Acquafaba Kaiserschmarrn mit Zimt Apfelmus

Acquafaba Kaiserschmarrn mit Zimt Apfelmus

Kaiserschmarrn erinnert mich so sehr an meine Kindheit wie fast keine andere Süssspeise. Das verdanke ich meiner Grossmutter und Uroma, die beide Österreicherinnen sind. Sie beide haben uns deshalb ganz oft mit nationalen Gerichten verwöhnt, wenn wir Enkel zu Besuch waren. Am liebsten mochte ich Kaiserschmarrn. Die fluffige Konsistenz und süsse vanillige Note ist einfach unschlagbar.

Nachdem ich vegan wurde war mir klar, dass ich alsbald A) eine pflanzenbasierte Version zaubern wollte und B) am besten eine, die auch ein gutes Stück gesünder ist als die originalen. Diese Art von Pfannkuchen beinhalten normalerweise nämlich ziemlich viel Butter, Ei, Milch und auch Zucker.

So viele Dinge zu ersetzen war nicht leicht. Umso glücklicher bin ich, heute mit euch das Rezept teilen zu können. Der Kaiserschmarrn wird auch total fluffig und überzeugt selbst mit weniger Fett. Dazu die hausgemachte Apfelsauce, ein Traum.

Ihr braucht:

  • 300 gr Reismehl Vollkorn (nehmt Dinkelmehl, wenn ihr euch nicht glutenfrei ernährt)
  • 3/4 Gläser Kichererbsenwasser
  • 1/2 Teelöffel Guakernmehl
  • 2 Esslöffel Kokosnussöl
  • 350 ml Soja Milch
  • Prise Vanille
  • 5 Esslöffel Xylit (Birkenzucker – ich brauche den von Xucker)
  • 2 Esslöffel Puderzucker-Alternative (ich brauche jene von Xucker)
  • 2 Teelöffel Backpulver
  • Prise Salz

Vorgehensweise:

Zuerst werden alle trockenen Zutaten (bis auf den Puderzucker) in eine Schüssel gegeben und gut umgerührt. Danach kommen die flüssigen Zutaten dazu (jedoch noch ohne den Kichererbsensaft).
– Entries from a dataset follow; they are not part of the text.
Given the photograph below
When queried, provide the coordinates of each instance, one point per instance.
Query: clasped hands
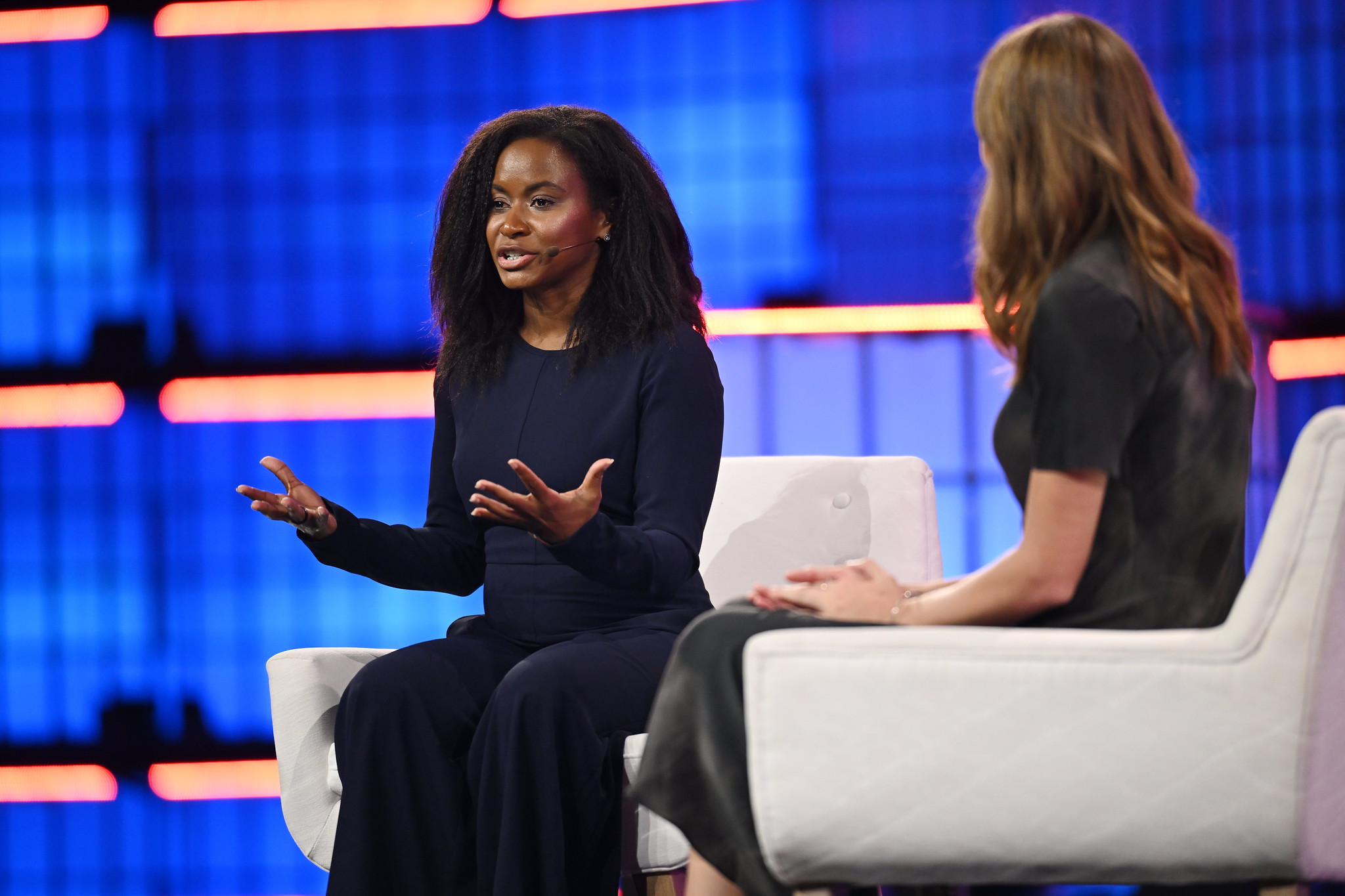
(858, 591)
(549, 515)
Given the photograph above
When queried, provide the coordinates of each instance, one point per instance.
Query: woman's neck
(549, 313)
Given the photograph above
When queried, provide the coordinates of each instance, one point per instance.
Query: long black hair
(643, 282)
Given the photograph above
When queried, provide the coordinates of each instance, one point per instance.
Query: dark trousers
(694, 771)
(474, 765)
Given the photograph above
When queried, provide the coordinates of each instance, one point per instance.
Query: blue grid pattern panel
(1255, 88)
(76, 230)
(301, 171)
(277, 194)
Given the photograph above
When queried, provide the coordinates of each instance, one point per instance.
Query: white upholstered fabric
(768, 515)
(1025, 756)
(305, 685)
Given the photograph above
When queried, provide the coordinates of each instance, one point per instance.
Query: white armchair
(1024, 756)
(770, 513)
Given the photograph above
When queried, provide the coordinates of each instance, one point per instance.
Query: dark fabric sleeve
(447, 554)
(1093, 370)
(677, 464)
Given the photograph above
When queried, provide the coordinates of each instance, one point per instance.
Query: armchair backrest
(1298, 578)
(776, 513)
(1289, 620)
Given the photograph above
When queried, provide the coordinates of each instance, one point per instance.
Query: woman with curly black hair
(579, 423)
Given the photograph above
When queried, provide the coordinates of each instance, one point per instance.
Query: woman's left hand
(858, 591)
(549, 515)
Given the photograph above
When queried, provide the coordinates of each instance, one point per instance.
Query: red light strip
(845, 319)
(256, 16)
(57, 784)
(530, 9)
(62, 23)
(307, 396)
(77, 405)
(351, 396)
(244, 779)
(1292, 359)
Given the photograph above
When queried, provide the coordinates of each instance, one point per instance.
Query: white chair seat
(768, 515)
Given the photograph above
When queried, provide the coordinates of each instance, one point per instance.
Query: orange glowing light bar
(255, 16)
(77, 405)
(1292, 359)
(305, 396)
(57, 784)
(64, 23)
(529, 9)
(845, 319)
(242, 779)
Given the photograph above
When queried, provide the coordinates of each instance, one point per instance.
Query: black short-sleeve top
(1116, 382)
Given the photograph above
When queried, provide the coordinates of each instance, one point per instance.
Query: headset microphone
(556, 250)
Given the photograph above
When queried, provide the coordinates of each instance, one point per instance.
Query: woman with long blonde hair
(1126, 437)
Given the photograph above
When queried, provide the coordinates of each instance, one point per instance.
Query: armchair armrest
(305, 688)
(1023, 756)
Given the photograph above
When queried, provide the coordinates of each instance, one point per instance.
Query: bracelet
(896, 608)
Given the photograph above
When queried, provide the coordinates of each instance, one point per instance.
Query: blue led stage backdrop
(268, 200)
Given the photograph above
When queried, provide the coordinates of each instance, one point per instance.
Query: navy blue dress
(489, 761)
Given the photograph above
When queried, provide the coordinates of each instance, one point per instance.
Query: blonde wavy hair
(1075, 142)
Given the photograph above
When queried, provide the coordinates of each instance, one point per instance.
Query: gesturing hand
(549, 515)
(858, 591)
(300, 505)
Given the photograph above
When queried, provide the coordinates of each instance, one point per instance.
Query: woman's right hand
(300, 505)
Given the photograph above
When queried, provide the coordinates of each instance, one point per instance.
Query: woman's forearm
(1006, 591)
(1040, 574)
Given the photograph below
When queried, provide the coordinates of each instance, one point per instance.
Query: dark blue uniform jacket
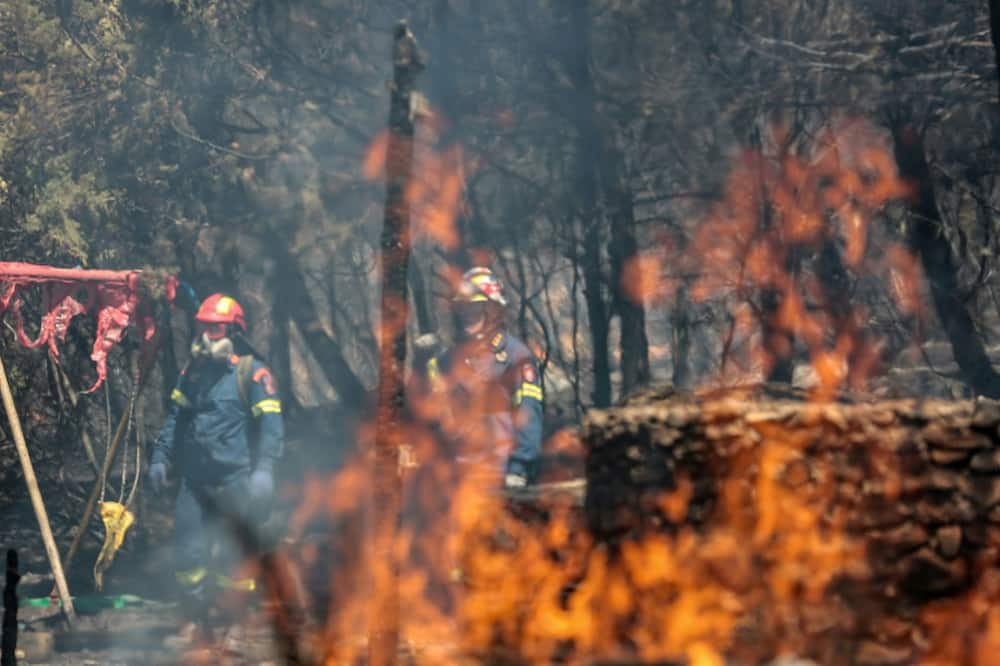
(211, 435)
(508, 369)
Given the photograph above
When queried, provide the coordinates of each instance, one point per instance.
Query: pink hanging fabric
(113, 297)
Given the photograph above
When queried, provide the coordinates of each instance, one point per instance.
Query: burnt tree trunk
(394, 263)
(624, 248)
(280, 344)
(926, 240)
(995, 36)
(587, 184)
(680, 337)
(302, 311)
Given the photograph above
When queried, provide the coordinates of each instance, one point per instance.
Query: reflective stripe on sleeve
(191, 577)
(178, 397)
(243, 584)
(268, 406)
(527, 390)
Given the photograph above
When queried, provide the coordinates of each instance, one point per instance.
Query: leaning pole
(394, 261)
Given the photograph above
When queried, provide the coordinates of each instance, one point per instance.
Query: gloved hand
(157, 474)
(514, 481)
(261, 488)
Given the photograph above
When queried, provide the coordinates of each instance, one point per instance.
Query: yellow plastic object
(117, 519)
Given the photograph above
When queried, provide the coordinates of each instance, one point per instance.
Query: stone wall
(909, 489)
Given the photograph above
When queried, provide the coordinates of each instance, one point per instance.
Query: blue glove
(157, 474)
(261, 489)
(514, 481)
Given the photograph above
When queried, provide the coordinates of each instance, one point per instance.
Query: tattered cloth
(112, 295)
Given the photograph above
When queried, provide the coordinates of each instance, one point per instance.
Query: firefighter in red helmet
(221, 439)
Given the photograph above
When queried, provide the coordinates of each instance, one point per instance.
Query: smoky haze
(687, 193)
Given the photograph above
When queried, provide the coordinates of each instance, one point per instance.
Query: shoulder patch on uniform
(528, 373)
(263, 376)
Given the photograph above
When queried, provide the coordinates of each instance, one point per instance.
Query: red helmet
(480, 285)
(221, 309)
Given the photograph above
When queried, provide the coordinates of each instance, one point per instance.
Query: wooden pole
(95, 492)
(36, 495)
(8, 644)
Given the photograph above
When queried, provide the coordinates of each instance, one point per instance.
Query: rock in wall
(892, 507)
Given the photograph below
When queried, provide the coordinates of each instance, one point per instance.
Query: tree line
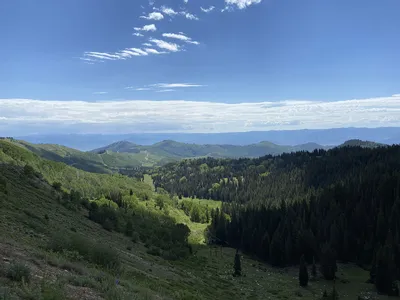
(337, 205)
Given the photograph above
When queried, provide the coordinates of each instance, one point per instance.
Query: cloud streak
(27, 116)
(207, 10)
(180, 36)
(165, 45)
(150, 27)
(156, 16)
(241, 4)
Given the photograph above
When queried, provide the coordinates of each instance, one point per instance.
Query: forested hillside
(173, 150)
(339, 204)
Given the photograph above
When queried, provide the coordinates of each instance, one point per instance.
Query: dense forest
(337, 205)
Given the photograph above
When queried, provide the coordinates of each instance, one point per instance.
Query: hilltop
(135, 243)
(175, 150)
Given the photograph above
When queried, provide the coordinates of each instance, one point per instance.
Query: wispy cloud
(180, 36)
(189, 16)
(175, 85)
(241, 4)
(150, 27)
(27, 116)
(93, 57)
(165, 91)
(207, 10)
(165, 45)
(168, 11)
(153, 16)
(154, 51)
(164, 87)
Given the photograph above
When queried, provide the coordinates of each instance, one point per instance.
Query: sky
(103, 66)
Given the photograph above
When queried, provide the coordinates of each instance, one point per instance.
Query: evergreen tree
(328, 263)
(237, 266)
(129, 228)
(314, 269)
(303, 272)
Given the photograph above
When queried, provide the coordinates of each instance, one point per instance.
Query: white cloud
(207, 10)
(153, 16)
(181, 37)
(175, 85)
(242, 3)
(92, 57)
(164, 91)
(165, 45)
(137, 50)
(150, 27)
(153, 51)
(26, 116)
(189, 15)
(101, 55)
(168, 11)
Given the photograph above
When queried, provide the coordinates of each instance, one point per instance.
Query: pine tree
(237, 266)
(314, 269)
(334, 294)
(303, 272)
(328, 263)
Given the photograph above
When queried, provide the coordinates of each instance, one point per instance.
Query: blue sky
(275, 63)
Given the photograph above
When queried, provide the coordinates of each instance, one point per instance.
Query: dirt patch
(83, 293)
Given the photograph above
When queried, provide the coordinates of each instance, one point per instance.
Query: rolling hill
(175, 150)
(124, 155)
(53, 247)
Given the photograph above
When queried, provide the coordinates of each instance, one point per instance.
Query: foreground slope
(30, 217)
(51, 248)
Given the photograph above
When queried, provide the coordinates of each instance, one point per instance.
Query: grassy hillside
(51, 252)
(88, 184)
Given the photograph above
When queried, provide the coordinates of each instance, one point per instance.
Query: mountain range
(333, 137)
(127, 155)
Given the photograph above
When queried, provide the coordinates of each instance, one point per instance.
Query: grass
(18, 271)
(78, 266)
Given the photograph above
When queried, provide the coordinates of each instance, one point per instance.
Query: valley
(52, 213)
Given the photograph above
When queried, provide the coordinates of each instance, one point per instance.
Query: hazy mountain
(360, 143)
(176, 150)
(337, 136)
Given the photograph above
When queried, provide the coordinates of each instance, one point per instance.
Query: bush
(96, 253)
(135, 237)
(57, 185)
(19, 272)
(154, 251)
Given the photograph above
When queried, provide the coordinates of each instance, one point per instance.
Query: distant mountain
(336, 136)
(360, 143)
(127, 155)
(106, 162)
(175, 150)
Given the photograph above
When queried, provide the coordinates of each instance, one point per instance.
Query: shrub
(57, 185)
(18, 272)
(154, 251)
(135, 237)
(75, 244)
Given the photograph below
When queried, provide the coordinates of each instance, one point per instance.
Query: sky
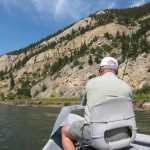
(23, 22)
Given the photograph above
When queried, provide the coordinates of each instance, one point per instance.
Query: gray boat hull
(142, 141)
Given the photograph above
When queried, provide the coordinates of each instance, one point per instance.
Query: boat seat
(109, 117)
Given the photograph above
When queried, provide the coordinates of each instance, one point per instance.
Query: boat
(141, 142)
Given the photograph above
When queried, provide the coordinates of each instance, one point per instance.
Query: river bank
(140, 105)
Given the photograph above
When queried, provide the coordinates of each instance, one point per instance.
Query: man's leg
(67, 141)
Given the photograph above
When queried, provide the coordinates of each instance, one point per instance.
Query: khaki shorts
(80, 131)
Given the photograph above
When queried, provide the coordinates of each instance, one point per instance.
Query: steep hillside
(61, 64)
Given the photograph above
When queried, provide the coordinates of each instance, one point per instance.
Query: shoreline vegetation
(140, 103)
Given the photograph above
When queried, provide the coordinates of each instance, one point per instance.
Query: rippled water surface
(29, 128)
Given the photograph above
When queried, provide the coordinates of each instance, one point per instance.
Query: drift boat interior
(111, 118)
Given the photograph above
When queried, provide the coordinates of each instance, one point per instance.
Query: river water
(29, 128)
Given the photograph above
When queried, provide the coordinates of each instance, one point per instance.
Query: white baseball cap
(109, 61)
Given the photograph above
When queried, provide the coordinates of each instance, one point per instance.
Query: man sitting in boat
(105, 86)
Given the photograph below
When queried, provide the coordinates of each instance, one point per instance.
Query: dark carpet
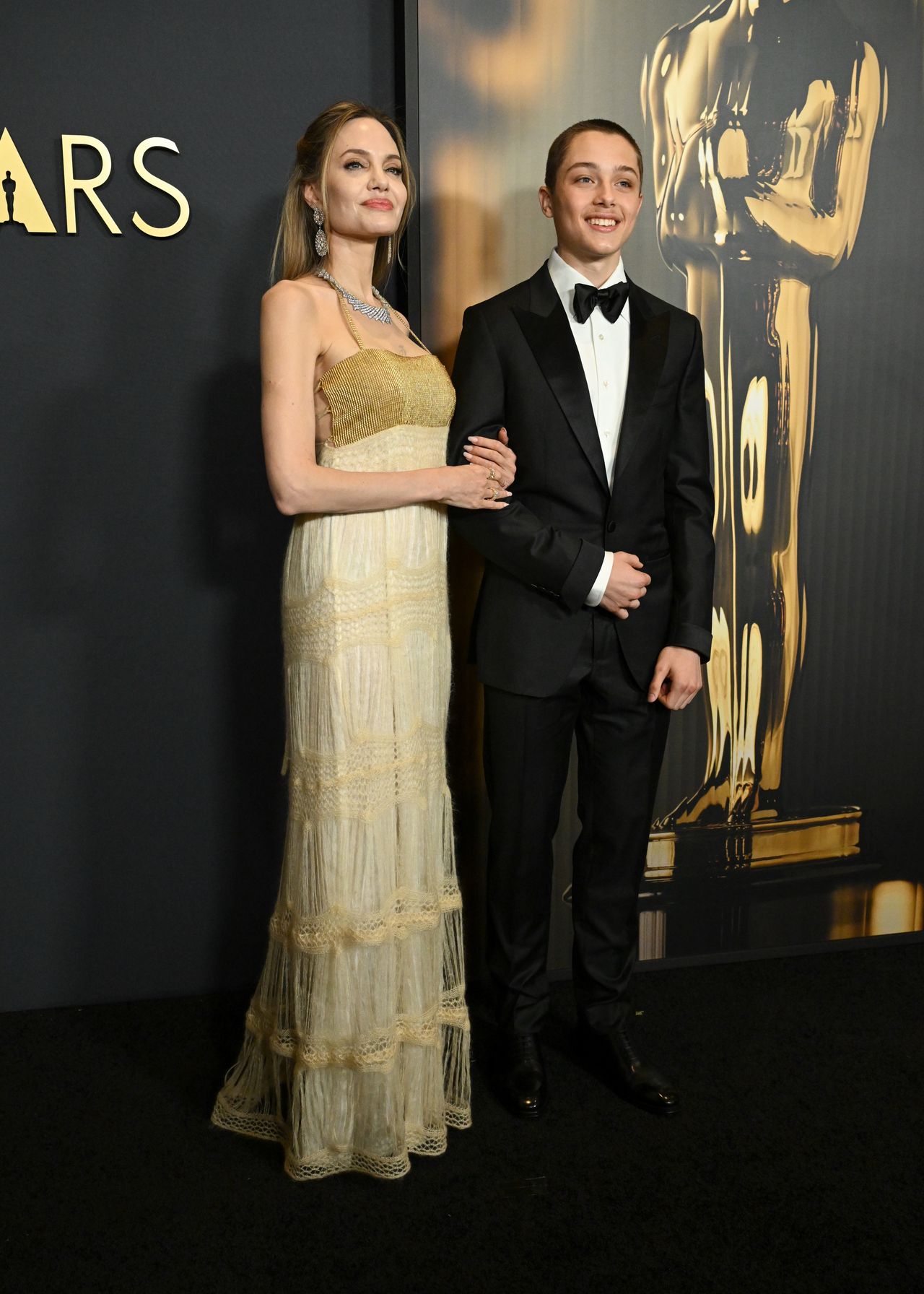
(795, 1165)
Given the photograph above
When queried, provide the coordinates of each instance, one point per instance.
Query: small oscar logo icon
(764, 118)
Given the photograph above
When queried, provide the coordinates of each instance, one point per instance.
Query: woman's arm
(292, 342)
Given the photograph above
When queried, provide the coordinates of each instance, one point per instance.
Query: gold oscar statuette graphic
(764, 114)
(24, 211)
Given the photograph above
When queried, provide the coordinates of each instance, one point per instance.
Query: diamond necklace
(373, 312)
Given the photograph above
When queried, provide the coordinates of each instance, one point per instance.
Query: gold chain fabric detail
(409, 390)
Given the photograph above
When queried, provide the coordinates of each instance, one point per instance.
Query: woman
(356, 1048)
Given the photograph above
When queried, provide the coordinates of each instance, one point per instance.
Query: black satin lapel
(553, 343)
(648, 349)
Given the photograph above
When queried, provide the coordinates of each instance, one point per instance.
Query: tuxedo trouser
(527, 751)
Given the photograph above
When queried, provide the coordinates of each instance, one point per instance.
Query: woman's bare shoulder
(307, 298)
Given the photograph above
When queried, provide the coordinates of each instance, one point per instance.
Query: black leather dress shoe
(520, 1074)
(615, 1056)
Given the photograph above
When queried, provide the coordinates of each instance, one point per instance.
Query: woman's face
(367, 193)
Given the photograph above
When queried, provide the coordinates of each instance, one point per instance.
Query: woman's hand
(471, 485)
(493, 454)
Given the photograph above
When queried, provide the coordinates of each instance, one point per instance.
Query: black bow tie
(610, 300)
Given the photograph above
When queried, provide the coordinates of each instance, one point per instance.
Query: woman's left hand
(494, 454)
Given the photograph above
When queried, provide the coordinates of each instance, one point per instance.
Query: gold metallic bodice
(374, 388)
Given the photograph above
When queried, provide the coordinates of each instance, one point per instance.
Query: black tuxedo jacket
(518, 368)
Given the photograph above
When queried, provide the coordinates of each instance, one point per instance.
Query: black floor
(795, 1165)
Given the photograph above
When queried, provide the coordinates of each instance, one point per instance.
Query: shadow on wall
(241, 545)
(148, 642)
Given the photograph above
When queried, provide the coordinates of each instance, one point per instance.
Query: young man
(596, 609)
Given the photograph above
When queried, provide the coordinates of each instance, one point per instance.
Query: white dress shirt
(603, 348)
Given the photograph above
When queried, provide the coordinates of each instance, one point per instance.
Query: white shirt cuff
(601, 583)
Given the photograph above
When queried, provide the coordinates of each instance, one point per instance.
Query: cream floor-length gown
(356, 1046)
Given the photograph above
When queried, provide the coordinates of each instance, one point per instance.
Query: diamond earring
(320, 236)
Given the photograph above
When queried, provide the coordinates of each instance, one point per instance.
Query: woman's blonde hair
(294, 254)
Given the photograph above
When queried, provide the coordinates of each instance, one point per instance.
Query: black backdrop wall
(141, 709)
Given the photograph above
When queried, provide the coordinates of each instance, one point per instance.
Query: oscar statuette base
(716, 849)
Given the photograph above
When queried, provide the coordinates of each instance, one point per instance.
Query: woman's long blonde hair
(294, 254)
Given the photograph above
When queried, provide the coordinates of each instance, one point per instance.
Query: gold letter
(71, 186)
(179, 199)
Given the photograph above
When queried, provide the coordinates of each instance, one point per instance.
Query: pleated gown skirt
(356, 1047)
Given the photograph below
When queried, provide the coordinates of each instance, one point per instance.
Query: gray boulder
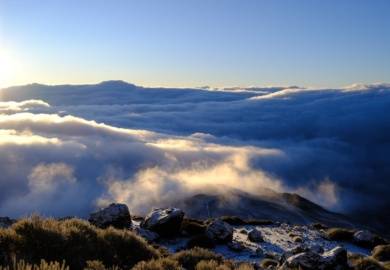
(165, 222)
(146, 234)
(116, 215)
(304, 260)
(255, 236)
(365, 238)
(330, 260)
(219, 231)
(335, 258)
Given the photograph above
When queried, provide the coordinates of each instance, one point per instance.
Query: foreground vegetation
(48, 244)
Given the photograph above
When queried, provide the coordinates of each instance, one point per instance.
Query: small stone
(148, 235)
(297, 239)
(165, 222)
(219, 231)
(255, 236)
(236, 246)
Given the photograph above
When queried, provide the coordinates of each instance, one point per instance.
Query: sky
(195, 43)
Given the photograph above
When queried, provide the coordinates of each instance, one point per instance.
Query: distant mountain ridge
(282, 207)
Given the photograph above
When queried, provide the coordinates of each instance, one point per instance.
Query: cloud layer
(116, 141)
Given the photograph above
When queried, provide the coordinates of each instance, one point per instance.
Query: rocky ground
(264, 244)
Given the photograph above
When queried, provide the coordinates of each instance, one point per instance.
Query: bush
(224, 265)
(360, 262)
(381, 253)
(191, 257)
(22, 265)
(207, 265)
(158, 264)
(74, 241)
(339, 234)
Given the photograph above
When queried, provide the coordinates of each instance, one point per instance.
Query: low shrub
(22, 265)
(158, 264)
(381, 253)
(191, 257)
(72, 240)
(360, 262)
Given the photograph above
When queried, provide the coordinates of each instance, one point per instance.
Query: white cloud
(120, 138)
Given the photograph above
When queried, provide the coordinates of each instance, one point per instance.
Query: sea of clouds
(68, 149)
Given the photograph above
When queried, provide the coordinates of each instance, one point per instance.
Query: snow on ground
(278, 239)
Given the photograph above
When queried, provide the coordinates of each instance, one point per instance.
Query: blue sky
(195, 43)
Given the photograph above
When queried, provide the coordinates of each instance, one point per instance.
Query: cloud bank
(116, 141)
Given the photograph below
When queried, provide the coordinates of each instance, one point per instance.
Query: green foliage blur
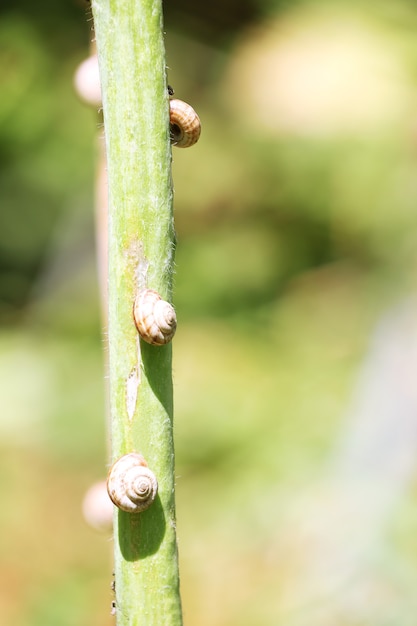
(297, 229)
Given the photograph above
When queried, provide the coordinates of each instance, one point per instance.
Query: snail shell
(155, 318)
(185, 127)
(131, 485)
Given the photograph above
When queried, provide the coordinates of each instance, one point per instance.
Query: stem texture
(131, 55)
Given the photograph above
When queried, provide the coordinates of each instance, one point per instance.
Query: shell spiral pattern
(185, 126)
(131, 485)
(155, 318)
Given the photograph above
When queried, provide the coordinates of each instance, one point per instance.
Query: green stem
(141, 249)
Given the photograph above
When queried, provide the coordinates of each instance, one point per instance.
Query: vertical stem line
(131, 53)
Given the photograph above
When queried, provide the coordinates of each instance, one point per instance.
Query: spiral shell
(185, 127)
(155, 318)
(131, 485)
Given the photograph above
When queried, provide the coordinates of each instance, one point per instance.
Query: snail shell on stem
(131, 485)
(155, 318)
(185, 126)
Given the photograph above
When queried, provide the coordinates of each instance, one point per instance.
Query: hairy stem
(141, 248)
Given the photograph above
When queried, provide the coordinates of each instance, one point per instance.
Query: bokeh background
(295, 287)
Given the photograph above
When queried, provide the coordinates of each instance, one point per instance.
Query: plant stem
(141, 249)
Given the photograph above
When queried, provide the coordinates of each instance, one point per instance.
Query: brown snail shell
(185, 127)
(155, 318)
(131, 485)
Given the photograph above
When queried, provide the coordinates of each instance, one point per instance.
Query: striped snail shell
(185, 127)
(155, 318)
(131, 485)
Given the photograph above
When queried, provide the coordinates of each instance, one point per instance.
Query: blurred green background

Das Ganze wird nun zu einem glatten Teig geschlagen, am besten nehmt ihr dafür einen Schwingbesen.

In einer separaten Schüssel wird nun das Kichererbsenwasser (Acquafaba) ausgeschlagen, zusammen mit dem Guakernmehl. Das Ganze soll dann eine Konsistenz erhalten, die ziemlich nahe an geschlagenes Eiweiss herankommt.

Hebt den veganen Eischnee vorsichtig unter dem Teig und rührt nun nicht mehr allzu stark. In einer mit Kokosöl ausgelegten und vorgeheizten Pfanne werden die Pancakes nun gebraten. Sobald sie auf der einen Seite goldbraun sind, können sie gewendet werden. Das geschieht nun mit dem ganzen Teig. Ich mache es jeweils so, dass ich die fertigen Pancakes in den Ofen gebe (bei ca. 80 Grad Umluft), dann bleiben sie schön warm. Zum Schluss könnt ihr mit einer Gabel die Pancakes in kleinere mundgerückte Stücke auseinander reissen. Das Ganze wird dann mit Puderzucker bestäubt und zusammen mit dem Apfelmus serviert.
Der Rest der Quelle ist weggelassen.